Benefit to help Shaken Baby Syndrome victim, family.
By Allison Scarbrough, Editor.
SHELBY – Last August, Angie Setlack got the call no mother ever wants to receive. Angie had just returned to work after being off on maternity leave following the birth of her son, Xavier, and Xavier’s father was watching him for the first time while she was at work.
The father, Peter Trevigne, called Angie to say 3-month-old Xavier was rushed to the hospital with breathing problems.
Angie and Trevigne, who were no longer together as a couple, lived in the Seattle area. It was determined by doctors that Xavier had suffered catastrophic injuries as a result of Shaken Baby Syndrome.
Trevigne, now age 39, has been charged with first-degree child abuse and remains in jail on a $500,000 bond. His trial is slated for this September, said Angie.
Angie told police that early in the work day she received 20-30 text messages from Trevigne who was complaining about the baby not sleeping and fussing. He continued to complain 60-70 times throughout the day, she said, despite her giving him tips and even sending their weekly nurse to make a special visit to the home. The nurse visited at about 11:30 a.m. and indicated the baby was healthy, reports say. The 911 call came a few hours later.

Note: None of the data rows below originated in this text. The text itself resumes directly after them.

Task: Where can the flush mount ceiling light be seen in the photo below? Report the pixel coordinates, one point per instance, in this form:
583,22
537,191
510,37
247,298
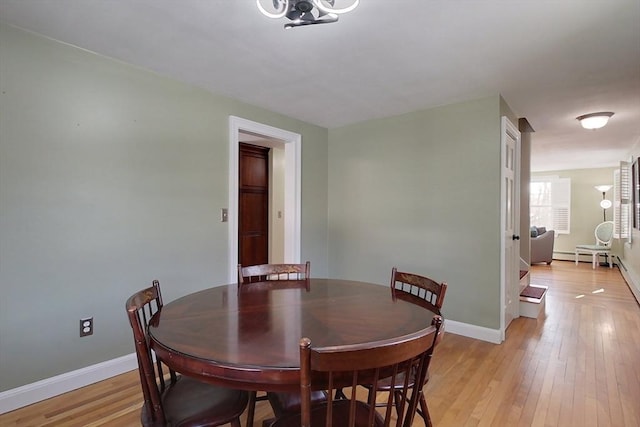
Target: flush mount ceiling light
594,120
306,12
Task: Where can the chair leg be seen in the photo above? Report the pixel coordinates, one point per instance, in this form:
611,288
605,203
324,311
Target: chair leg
251,408
424,411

At one point, Trevigne allegedly wrote a text message that said, “This isn’t working, can I murder the baby, please,” according to court records.
Little Xavier fought for his life in the hospital for 16 days, hooked up to tubes to assist his breathing and in a medically-induced coma. The doctors’ diagnosis was grim: due to severe brain damage, he may never walk or talk.
Nearly one year later, there are still a lot of unknowns with Xavier’s condition, but one thing is certain – he will never be normal, Angie said. He is legally blind, suffers from cerebral palsy and epilepsy, and his brain has atrophied.
Angie, who moved back to her hometown Shelby after Xavier was abused, now lives with her parents Rich and Barb Setlack. Her parents help take care of Xavier and assist with the many trips to Grand Rapids for treatment and therapy.
Angie, who is a 2000 Shelby High School graduate, had a successful career in Seattle that she had to leave behind. She was an admissions counselor for graduate studies for Seattle University. She now works part-time at Shelby State Bank.
The family needs to purchase equipment and must make several changes to the house to help Xavier, she said. Coupled with the countless trips to Grand Rapids, expenses are mounting.
In order to help one of their fellow Knights, Rich Setlack, and his family, the Knights of Columbus Council 2199 is having a benefit spaghetti dinner and silent auction Friday, July 19, from 4-7 p.m. at the Knights of Columbus Hall in Hart located at 109 Washington Street.
Donations will be taken for the dinner cost.
Angie is hoping Xavier’s story raises awareness about Shaken Baby Syndrome. She has shared her story on a national spotlight in Parent’s Magazine and on MSN.
“A moment of rage changed my baby forever,” Angie said.
Those unable to attend the benefit can send donations to the Setlacks at 186 S. State St., Shelby MI 49455.